I am also writing this post as the victim of bullying.

Once again my television is telling me that another teenager has taken her life because she was bullied. It doesn’t matter whether she is a lesbian or not. What matters is how senseless this tragedy is, and how preventable it can be. According to the news, as she lay in critical condition in the hospital, the bullying continued on her Facebook page. How can people be so cruel?

I’ve heard some adults say that “bullying is a right of passage” or that “kids will be kids.” But it’s wrong. No matter what way it is looked at, making another person feel inferior for ANY reason – be it their sexuality, gender, religion, ethnic background, clothing, hair color, whatever – is wrong. So very, very wrong.

My bullying started when I was in the eighth grade. In homeroom, every single morning, one of the guys who sat next to me spit on me. I don’t know what I did. It could have been my glasses. Maybe even my jeans (my family didn’t have much, and I wore KMart or Caldor’s brand clothing instead of Abercrombie, which was cult-like at the time). Could it have been my hair? I wondered if maybe I even smelled bad, though they never said that. I don’t remember one of my bullies’ names. And I don’t even remember the name of the teacher who watched, day by day, as this happened, and not once said a single word. My mother now asks me why I never told her. My response? “Because the teacher didn’t stop it, so I figured no one would help.”
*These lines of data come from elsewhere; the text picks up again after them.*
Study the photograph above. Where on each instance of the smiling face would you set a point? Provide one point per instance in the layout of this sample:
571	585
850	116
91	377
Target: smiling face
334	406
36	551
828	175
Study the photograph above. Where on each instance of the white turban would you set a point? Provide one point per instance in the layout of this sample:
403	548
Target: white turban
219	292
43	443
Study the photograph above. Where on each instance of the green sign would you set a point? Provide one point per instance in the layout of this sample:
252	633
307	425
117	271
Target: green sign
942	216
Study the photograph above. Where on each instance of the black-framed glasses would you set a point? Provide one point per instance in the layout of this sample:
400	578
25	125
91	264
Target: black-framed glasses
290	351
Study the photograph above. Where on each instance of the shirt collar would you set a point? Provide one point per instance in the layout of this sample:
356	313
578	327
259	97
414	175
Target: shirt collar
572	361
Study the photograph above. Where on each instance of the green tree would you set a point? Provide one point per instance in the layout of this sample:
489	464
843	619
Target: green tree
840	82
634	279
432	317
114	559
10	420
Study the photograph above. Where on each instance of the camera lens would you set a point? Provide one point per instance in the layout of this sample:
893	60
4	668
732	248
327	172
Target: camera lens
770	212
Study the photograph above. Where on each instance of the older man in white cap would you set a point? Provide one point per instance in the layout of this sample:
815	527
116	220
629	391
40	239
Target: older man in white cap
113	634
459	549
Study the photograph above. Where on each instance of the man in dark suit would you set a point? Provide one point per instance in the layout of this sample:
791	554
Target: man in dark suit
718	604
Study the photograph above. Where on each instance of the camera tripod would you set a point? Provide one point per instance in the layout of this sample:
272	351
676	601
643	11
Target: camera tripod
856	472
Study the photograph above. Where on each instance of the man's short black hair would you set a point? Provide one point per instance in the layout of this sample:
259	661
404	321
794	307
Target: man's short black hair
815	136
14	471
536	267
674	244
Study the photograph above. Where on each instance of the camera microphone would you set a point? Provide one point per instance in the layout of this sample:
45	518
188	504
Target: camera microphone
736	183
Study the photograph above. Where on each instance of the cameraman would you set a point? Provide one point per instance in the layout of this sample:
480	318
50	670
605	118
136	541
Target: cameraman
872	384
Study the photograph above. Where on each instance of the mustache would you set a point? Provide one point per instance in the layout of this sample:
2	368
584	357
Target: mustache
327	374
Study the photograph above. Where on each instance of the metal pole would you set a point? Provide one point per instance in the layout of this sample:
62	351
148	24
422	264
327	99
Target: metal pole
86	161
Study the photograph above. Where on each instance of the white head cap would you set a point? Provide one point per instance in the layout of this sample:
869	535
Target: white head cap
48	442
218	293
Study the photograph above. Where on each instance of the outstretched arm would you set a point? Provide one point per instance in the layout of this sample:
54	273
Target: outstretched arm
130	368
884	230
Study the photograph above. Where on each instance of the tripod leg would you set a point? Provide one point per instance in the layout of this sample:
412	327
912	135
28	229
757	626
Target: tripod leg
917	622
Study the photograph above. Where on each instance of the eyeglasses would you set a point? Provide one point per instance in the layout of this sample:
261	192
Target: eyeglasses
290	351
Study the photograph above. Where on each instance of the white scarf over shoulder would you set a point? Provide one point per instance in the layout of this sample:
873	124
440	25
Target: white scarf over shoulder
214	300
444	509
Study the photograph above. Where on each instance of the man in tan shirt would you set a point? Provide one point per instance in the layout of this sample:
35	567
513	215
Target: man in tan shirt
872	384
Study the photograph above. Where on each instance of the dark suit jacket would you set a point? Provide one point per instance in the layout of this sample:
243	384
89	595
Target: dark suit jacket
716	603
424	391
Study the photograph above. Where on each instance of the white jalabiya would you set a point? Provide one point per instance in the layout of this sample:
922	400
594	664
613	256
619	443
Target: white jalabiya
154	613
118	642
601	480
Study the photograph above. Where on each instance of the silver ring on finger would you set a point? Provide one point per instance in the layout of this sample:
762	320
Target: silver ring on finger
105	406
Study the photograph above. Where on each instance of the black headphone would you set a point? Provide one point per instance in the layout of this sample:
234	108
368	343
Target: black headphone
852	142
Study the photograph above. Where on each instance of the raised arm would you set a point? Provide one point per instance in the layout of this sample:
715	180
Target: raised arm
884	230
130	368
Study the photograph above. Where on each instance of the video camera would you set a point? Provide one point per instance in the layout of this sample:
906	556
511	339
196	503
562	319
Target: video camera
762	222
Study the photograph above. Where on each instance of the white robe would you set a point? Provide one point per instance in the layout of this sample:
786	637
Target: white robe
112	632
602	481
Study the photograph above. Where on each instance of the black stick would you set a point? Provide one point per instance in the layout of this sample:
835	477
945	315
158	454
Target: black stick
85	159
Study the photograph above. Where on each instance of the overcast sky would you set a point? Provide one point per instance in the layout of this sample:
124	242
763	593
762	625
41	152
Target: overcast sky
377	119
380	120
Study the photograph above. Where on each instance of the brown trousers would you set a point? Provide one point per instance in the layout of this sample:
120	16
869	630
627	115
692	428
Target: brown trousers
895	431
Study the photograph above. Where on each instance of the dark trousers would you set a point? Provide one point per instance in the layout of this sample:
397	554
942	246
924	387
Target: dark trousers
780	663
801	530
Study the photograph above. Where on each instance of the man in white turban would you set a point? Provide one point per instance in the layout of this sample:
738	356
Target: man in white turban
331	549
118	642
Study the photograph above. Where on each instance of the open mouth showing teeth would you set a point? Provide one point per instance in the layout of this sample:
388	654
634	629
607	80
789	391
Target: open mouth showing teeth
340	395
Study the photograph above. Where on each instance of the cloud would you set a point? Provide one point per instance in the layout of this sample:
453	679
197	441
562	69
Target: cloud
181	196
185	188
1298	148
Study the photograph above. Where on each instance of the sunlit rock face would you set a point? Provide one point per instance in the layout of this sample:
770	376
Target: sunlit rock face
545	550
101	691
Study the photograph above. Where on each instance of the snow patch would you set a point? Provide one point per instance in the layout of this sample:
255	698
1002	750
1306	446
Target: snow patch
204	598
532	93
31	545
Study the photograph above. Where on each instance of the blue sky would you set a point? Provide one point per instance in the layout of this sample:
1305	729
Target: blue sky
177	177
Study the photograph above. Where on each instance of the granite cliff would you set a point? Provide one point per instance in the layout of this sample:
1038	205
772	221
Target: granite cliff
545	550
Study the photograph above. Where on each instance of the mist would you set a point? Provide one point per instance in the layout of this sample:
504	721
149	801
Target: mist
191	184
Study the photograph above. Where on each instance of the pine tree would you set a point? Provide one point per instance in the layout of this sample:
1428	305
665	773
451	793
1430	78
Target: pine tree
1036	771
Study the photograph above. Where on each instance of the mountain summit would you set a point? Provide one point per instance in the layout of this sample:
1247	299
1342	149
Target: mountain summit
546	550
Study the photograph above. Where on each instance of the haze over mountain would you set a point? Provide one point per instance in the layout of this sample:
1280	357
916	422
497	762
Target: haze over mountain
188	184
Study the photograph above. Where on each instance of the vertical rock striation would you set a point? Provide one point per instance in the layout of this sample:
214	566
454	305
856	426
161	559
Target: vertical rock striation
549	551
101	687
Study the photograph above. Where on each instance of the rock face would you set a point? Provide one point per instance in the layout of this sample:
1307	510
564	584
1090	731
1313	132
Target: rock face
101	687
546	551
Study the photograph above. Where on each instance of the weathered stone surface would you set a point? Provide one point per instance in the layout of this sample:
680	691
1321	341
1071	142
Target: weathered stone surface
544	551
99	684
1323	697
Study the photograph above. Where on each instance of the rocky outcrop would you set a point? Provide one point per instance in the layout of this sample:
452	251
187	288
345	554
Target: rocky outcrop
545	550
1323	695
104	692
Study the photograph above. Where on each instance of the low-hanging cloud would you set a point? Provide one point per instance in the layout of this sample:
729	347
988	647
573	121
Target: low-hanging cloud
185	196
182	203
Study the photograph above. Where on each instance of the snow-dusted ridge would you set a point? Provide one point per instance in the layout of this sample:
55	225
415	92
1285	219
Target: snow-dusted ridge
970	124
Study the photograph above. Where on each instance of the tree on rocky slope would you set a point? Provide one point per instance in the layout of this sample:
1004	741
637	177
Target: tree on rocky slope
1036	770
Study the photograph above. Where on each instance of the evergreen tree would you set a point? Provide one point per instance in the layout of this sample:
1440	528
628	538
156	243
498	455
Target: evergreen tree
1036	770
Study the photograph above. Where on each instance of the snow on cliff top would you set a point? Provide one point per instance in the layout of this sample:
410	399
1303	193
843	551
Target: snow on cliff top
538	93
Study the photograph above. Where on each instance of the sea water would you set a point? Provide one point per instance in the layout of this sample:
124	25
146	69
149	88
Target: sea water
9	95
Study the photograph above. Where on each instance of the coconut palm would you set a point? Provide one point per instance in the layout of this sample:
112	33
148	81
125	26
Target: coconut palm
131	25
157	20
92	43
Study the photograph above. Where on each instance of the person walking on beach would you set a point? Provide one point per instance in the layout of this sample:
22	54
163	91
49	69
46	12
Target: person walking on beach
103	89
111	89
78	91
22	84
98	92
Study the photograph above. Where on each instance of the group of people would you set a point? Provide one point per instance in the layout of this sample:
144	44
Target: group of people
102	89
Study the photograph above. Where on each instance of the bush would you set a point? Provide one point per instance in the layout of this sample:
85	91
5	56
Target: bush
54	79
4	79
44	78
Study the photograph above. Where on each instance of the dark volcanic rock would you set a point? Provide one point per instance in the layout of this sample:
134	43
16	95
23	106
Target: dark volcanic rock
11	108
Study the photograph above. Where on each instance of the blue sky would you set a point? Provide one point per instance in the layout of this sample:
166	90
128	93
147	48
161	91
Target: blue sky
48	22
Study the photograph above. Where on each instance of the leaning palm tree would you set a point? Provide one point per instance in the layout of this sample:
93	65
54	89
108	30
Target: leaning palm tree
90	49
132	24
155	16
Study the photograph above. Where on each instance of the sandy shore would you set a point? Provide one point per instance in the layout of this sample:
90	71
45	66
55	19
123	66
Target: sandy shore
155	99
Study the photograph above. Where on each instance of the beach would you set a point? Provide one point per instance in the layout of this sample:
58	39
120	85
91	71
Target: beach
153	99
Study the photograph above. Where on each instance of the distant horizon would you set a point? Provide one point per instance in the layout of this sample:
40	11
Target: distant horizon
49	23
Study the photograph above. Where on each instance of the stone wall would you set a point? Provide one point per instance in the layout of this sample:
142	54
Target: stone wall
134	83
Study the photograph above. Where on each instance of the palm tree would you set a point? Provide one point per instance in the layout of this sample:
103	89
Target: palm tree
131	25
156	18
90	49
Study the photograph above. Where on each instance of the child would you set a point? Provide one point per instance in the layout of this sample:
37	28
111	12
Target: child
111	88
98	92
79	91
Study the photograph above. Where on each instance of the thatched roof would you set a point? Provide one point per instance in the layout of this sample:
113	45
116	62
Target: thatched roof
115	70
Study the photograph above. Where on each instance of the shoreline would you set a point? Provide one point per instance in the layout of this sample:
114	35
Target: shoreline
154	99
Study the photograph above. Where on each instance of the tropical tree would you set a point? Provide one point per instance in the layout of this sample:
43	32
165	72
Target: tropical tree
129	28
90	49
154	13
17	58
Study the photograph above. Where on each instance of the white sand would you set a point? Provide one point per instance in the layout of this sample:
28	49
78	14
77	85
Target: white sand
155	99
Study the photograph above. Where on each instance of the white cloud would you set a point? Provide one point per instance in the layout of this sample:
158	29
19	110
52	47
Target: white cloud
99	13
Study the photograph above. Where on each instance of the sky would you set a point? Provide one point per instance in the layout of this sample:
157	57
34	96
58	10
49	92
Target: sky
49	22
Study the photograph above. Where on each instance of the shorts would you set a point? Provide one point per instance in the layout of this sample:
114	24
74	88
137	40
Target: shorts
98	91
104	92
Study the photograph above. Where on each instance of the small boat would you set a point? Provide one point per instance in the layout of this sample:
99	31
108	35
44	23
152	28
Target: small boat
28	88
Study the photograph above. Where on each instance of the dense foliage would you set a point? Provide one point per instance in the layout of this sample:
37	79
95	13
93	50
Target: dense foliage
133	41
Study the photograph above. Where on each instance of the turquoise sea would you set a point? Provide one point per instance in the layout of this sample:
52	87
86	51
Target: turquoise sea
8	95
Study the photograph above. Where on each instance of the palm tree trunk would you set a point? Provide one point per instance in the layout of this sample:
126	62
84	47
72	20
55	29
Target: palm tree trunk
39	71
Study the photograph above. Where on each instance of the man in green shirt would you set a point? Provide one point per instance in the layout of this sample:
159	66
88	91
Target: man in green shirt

I’ve told this story to my students, and I remind them whenever a bullying issue comes up. I will not tolerate any form of bullying in my classroom. I cannot stand by and watch one of my students being harassed by another student because I’ve been there. I know what it’s like to be made to feel inferior. And no one has the right to do that to another person. I truly feel my students pain when they tell me how they feel when it happens.

I’m proud to say I’ve seen changes. But it’s not enough. More adults need to take this stand as well. If you see kids harassing another kid who is visibly upset, please, step in and help them. Be the responsible person and get help for them. If someone you know is being bullied or you fear they might be, talk to them. Do something about it.

Kids look to adults for guidance. They look to us as role models. Maybe if we really push and take a stand against bullying, they will finally realize that it’s wrong and has serious, harmful side effects.